Koun Khmer: Nitha's Lens on Cambodian Resilience in Long Beach
- Editorial team

- 1 hour ago
- 2 min read
In the sun-drenched streets of Long Beach, California – this bastion of the Cambodian diaspora, the largest Khmer enclave outside Asia with nearly 45,000 souls – a young Mexican-Cambodian photographer sharpens her gaze.

Victoria Venegas, aka Nitha (@nithakounkhmer), turns her camera into a cultural weapon. Born and raised in this port city steeped in scents of prahok and tamales, she captures the soul of a community forged in the fire of the Khmer Rouge genocide, which drove over 100,000 Cambodians to the United States between 1975 and 1994, according to data from the US Census Bureau and the Asian Pacific American Legal Center.
Shots that defy forgetting
It all started in high school, when Nitha, still a teen, realizes that photography is more than a hobby: it's a passport to her mixed heritage. A graduate with a Bachelor of Fine Arts in photography from California State University, Long Beach (CSULB), she returns there today to earn her teaching credential. Soon a photo teacher, she dreams of introducing kids to this art that "documents the world and probes identity," as she shares on her Instagram feed.
But behind the family selfies lies a deeper quest: “Koun Khmer,” words tossed by her grandmother – “Stay Khmer, my child” in Khmer – that ring out like a mantra against assimilation.
Nitha zooms in on her family and the Long Beach community, the Khmer epicenter where Buddhist temples like Wat Som Sonkusal (founded in 1982, according to temple archives and the Long Beach Post) shelter the elders, guardians of traumatic stories. These seniors, survivors of the Khmer Rouge that claimed 1.7 million lives between 1975 and 1979, pose before her lens. Her series reveal intimate portraits: wrinkles etched by exile, smiles defying precarity – an echo of the community's persistent challenges, where 25% live below the poverty line, notes a 2023 Urban Institute report on Asian-Americans in Los Angeles County.

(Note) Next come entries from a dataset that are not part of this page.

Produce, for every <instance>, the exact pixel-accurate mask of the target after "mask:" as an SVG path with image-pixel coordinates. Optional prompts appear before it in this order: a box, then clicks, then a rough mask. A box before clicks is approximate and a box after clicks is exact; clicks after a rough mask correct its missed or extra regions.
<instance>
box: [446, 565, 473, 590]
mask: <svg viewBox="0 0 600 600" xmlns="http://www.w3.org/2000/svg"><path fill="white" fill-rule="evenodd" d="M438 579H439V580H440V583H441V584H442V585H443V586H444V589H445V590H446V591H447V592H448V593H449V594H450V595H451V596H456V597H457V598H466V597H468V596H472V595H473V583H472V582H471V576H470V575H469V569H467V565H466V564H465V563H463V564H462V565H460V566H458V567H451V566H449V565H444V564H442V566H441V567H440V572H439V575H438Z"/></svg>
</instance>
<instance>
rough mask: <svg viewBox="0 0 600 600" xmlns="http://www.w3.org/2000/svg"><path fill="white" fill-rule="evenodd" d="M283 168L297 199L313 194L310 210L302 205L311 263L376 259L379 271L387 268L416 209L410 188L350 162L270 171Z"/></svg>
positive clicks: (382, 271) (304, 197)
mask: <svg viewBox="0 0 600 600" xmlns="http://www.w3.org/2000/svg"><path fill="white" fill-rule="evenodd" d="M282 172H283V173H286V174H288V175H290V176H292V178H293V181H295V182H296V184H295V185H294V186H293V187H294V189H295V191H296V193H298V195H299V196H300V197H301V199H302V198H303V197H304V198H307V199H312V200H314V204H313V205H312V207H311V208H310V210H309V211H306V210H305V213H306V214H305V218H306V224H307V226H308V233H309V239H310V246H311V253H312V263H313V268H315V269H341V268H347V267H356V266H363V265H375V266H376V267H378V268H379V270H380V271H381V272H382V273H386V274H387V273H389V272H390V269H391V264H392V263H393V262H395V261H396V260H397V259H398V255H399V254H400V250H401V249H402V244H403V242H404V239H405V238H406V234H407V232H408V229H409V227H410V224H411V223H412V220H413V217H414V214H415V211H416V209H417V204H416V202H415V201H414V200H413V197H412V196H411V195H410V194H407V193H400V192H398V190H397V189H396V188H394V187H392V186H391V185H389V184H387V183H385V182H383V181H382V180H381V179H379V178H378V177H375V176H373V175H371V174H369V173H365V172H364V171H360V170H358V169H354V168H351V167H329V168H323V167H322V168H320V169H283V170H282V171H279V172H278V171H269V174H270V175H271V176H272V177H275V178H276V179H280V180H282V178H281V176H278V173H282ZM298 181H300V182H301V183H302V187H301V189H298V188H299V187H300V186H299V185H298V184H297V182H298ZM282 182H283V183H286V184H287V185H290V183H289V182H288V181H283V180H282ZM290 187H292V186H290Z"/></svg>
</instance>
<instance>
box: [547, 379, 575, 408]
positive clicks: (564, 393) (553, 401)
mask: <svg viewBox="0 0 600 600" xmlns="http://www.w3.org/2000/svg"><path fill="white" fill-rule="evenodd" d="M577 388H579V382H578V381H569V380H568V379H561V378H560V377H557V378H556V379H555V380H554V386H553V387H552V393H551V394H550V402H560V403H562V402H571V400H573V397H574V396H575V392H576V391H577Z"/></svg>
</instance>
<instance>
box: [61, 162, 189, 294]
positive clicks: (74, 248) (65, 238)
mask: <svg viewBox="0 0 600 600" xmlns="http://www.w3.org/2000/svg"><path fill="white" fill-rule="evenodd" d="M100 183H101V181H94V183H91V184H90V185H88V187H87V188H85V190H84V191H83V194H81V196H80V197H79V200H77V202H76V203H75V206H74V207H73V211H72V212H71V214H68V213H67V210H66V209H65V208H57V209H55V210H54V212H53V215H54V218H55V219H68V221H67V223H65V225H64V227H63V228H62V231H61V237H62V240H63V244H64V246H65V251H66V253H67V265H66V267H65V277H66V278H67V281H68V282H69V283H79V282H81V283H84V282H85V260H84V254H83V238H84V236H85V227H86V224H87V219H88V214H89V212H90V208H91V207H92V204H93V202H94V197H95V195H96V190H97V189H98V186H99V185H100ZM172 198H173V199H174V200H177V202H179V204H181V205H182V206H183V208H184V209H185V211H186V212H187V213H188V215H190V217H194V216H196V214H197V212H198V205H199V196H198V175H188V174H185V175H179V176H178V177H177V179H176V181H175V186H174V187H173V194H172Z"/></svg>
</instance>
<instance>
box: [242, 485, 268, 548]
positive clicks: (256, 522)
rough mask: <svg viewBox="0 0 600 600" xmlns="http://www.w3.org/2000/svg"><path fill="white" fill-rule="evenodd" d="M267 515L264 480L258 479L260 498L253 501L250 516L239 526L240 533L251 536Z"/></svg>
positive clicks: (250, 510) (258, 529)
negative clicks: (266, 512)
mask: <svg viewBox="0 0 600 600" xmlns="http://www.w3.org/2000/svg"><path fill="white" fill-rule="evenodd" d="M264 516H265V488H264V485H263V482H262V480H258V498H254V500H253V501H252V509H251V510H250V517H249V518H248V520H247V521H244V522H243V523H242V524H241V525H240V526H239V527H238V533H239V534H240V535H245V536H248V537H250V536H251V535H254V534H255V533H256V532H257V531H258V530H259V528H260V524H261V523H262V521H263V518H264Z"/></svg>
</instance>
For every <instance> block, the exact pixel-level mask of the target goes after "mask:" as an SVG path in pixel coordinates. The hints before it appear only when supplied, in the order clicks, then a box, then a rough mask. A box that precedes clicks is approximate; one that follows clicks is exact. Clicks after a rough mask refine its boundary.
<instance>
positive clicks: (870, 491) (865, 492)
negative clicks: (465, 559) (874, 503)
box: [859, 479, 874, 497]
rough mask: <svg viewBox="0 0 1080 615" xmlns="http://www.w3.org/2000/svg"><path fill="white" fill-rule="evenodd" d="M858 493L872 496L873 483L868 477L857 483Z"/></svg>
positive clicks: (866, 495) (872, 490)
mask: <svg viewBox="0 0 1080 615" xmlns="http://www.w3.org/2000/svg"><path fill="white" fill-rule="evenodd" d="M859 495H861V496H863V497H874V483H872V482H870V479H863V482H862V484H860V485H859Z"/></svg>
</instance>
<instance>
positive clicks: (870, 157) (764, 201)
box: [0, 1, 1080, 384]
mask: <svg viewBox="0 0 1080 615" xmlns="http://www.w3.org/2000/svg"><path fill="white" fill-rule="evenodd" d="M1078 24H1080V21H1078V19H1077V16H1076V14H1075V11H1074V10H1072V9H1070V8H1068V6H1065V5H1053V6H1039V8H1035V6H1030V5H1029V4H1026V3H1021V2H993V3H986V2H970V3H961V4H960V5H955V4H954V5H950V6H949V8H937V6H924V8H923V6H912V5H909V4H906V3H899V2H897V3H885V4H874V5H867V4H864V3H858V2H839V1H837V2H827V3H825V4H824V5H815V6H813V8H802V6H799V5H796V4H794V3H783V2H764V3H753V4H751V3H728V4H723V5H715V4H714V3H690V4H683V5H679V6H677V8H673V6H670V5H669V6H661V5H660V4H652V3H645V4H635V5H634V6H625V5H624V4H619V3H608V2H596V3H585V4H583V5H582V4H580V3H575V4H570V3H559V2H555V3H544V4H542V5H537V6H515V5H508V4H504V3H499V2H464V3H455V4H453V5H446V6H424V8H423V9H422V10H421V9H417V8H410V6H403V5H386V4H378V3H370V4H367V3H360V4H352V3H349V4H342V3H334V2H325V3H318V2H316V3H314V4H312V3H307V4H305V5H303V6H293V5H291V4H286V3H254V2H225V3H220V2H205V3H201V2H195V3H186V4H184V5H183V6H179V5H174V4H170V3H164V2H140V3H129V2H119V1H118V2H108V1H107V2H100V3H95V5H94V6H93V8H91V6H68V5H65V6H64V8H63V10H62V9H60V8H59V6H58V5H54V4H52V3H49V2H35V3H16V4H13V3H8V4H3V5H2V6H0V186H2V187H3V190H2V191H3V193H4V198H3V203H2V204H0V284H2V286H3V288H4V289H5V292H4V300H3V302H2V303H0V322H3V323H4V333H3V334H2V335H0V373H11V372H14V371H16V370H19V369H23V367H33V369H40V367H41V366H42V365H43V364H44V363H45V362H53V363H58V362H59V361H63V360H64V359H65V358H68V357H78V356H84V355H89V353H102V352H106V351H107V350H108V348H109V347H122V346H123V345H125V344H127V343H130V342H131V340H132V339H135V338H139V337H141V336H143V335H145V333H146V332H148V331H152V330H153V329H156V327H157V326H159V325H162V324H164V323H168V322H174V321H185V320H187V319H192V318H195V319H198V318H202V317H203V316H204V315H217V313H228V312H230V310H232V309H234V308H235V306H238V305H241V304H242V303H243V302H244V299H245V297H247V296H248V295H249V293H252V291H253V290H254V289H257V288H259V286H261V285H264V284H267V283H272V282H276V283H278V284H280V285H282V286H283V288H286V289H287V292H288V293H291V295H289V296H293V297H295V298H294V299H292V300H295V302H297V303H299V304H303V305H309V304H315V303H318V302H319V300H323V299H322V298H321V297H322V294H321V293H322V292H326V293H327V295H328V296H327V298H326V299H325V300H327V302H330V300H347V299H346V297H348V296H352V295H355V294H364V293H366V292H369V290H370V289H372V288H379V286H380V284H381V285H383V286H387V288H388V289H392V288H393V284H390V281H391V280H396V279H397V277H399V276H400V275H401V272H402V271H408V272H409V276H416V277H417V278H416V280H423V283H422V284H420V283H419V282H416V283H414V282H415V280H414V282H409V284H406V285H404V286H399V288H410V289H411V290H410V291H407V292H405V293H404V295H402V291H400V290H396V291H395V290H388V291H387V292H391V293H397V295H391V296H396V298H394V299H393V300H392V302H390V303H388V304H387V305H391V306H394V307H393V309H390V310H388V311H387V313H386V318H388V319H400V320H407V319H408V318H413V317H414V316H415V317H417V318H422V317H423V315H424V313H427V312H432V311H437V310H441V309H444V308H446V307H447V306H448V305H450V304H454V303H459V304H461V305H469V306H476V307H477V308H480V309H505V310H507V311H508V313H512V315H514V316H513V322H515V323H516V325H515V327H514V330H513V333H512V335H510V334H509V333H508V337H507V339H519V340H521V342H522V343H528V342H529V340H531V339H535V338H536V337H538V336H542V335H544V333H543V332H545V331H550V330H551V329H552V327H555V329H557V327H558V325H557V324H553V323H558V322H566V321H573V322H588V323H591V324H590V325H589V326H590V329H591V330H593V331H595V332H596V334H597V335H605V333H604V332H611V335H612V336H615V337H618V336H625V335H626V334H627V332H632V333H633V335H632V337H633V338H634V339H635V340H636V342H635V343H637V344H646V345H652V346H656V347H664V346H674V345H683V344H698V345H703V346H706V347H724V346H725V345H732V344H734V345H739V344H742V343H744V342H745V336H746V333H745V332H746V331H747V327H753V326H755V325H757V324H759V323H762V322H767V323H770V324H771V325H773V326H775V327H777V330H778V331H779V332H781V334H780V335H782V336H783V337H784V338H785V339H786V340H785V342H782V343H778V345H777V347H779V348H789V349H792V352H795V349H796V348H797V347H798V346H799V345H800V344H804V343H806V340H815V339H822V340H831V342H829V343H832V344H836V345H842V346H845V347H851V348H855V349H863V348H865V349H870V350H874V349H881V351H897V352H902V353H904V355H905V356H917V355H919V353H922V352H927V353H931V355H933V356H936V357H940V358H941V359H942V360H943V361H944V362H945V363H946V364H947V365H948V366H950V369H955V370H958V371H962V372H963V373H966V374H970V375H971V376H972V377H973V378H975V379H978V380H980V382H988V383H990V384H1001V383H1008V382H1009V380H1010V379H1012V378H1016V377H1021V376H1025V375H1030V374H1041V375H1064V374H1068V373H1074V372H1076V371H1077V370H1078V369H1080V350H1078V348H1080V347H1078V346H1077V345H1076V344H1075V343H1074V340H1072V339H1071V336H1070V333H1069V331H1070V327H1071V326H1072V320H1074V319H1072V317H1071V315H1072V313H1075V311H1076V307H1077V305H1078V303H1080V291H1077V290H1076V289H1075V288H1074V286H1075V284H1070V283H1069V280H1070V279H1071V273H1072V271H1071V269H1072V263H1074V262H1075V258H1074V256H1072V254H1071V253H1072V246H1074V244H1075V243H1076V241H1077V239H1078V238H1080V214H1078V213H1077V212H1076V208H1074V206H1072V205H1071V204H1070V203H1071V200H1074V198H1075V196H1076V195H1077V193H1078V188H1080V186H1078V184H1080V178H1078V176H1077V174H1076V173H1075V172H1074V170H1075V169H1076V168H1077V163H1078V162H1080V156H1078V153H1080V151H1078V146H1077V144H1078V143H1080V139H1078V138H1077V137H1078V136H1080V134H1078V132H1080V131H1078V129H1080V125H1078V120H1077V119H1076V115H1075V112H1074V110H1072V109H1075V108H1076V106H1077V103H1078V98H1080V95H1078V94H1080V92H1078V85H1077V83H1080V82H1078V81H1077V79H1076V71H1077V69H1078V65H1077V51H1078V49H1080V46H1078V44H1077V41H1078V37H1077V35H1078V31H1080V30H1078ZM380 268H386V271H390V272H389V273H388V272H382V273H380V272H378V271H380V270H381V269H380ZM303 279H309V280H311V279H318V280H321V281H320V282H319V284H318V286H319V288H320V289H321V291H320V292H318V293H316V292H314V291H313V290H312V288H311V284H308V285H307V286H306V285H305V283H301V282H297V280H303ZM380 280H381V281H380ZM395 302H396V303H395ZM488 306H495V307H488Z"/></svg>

A family in full light, a future as artist-educator
Her family is no passive muse: they co-create the visual story. You see aunts in sampot, uncles filleting fish, blending Mexican and Cambodian flavors in a syncretism that screams “hybrid American.” “Photography brought me closer to my roots,” explains Nitha, whose handle @nithakounkhmer echoes this call to memory.
Professionally, she aims for balance: pro artist by day, educator by night, to “uplift” this resilient community, much like other Khmer-American photographers such as Dith Pran (immortalized in The Killing Fields) or award-winners from the Cambodian Association of America.
At a time when young diasporas battle cultural erasure – a scourge documented by UCLA's Asian American Studies Center in its studies on Khmer language loss across two generations – Nitha reloads her Nikon like a resistor. Her images don't just decorate: they demand remembrance. In a Long Beach where pagodas rub shoulders with taco trucks, she frames the future: a “Koun Khmer” for the next generations.